¿Dónde estás?

Cuenta Martin Buber, en Historias jasídicas, de un sabio judío que fue encarcelado en San Petersburgo. Un día, el Jefe de la Policía lo visitó en su celda. Entró y vio que el hombre estaba sentado tranquilamente, meditando, con la Torá entre las manos. De su cara serena irradiaba algo que le hizo intuir de inmediato la categoría del preso. El oficial, que resultó ser un lector asiduo de las Escrituras, se atrevió a preguntar al Tsadik algunas dudas que tenía sobre varios pasajes bíblicos que le parecían obscuros. En concreto, deseaba saber cómo era posible que, en el Génesis, tras el primer pecado, Dios exclamara: Adán, ¿dónde estás? ¿No lo conoce todo, el Altísimo? El preso le miró sonriente y le preguntó a su vez si no pensaba él que la Escritura eterna había sido fijada para siempre, para todos los lectores que en el mundo, con el tiempo, habrían de poner sus ojos en aquellas palabras divinas. “A todos nos pregunta Dios, añadió, ¿dónde estás?
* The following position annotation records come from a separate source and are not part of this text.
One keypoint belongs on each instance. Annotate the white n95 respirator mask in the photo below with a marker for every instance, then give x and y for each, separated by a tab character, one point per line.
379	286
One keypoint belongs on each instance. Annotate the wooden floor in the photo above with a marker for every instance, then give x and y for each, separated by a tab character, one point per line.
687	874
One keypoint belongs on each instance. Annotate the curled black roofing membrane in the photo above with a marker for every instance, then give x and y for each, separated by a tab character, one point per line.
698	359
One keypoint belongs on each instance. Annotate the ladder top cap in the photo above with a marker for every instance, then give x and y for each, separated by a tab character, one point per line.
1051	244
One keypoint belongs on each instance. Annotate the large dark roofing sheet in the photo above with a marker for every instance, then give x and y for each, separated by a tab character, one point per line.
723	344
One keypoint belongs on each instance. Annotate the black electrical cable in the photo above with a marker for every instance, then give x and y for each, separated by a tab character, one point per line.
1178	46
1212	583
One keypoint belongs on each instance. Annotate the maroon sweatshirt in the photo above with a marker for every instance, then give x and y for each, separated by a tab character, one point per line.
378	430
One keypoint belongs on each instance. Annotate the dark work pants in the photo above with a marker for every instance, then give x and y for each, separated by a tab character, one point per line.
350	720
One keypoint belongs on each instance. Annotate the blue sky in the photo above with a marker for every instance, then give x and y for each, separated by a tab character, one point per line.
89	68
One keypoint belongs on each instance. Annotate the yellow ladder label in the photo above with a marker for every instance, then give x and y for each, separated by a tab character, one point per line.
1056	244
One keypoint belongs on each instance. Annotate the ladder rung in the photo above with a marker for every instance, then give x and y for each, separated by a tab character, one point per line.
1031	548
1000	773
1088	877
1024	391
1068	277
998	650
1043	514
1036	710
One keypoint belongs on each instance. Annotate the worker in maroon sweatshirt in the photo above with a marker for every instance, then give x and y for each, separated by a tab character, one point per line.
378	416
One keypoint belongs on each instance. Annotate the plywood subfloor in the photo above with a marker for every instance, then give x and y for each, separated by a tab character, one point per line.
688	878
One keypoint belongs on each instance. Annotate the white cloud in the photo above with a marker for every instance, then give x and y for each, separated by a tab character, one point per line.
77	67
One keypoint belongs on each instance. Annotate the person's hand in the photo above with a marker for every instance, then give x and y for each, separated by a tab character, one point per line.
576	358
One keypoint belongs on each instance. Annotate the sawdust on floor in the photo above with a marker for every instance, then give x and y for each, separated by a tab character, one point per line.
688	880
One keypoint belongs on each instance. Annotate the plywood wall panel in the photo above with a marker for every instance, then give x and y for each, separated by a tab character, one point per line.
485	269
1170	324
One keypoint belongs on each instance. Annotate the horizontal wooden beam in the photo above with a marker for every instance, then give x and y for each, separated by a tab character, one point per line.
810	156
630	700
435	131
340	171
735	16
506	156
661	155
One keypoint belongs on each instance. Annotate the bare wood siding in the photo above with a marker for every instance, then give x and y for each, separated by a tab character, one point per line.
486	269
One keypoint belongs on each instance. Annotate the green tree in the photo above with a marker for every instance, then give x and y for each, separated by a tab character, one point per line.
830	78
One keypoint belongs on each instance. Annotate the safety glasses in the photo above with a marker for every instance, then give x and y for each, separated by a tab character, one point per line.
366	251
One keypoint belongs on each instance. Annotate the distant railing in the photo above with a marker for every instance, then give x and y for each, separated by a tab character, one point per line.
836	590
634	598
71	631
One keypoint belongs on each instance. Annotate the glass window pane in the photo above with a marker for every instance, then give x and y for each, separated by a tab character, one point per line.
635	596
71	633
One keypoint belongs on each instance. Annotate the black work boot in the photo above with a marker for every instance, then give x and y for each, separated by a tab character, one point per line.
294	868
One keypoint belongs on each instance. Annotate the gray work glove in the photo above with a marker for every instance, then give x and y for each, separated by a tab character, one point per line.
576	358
En este momento de tu vida, dime, ¿dónde estás?” “Por ejemplo, continuó, Ud., después de 46 años de vida, con cada una de sus horas y de sus días, ¿dónde está usted realmente?” Al oír la cifra exacta de su edad, el Jefe de Policía, mientras trataba de mantener en el rostro una apariencia de calma, en su interior sintió que su corazón temblaba.